Trading revenue will slide yet again. Citigroup and JP Morgan warned investors for another dip in first-quarter trading revenue, Bloomberg reports. "Citigroup finance chief John Gerspach said yesterday his firm expects trading revenue to drop by a 'high mid-teens' percentage, less than a week after JPMorgan Chief Executive Officer Jamie Dimon said revenue from equities and fixed income was down about 15 percent," according to the report.

Tesla will make a big European expansion. "By the end of this year, we expect you will be able to travel almost anywhere in Europe using only Superchargers," Tesla CEO Elon Musk said, referring to the expansion of Tesla's charger network in Europe. The U.S. carmaker expects by 2014, combined European and Asian sales will be twice as much as in North America, the FT notes.

Marc Chandler, global head of currency strategy at BBH, sums up the situation in Russia:

The global capital markets are generally retracing part of yesterday's response to the weekend developments. Even though the situation in Ukraine and Crimea are not very clear, the important point for investors is that there has not been any escalation. The US push for a more assertive response in the realm of sanctions was softened by Europe's efforts for more diplomatic efforts first. This is not the first or last time there are asymmetrical risk perceptions, which are partly (but not only) by influenced by Europe's material energy needs.
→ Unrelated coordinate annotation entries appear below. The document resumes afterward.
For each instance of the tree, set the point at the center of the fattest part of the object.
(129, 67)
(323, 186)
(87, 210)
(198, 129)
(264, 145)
Europe seems more willing to accept Russia's demand for a sphere of influence. For sure, Europe wants the smallest such sphere as possible and it would like to have had the Ukraine outside that sphere. However, the move in Kiev to drop Russian as the second official language was too much for Putin who apparently saw it, like greater economic integration with the EU as a step on a slippery slope that would make it increasingly difficult to block it from joining NATO.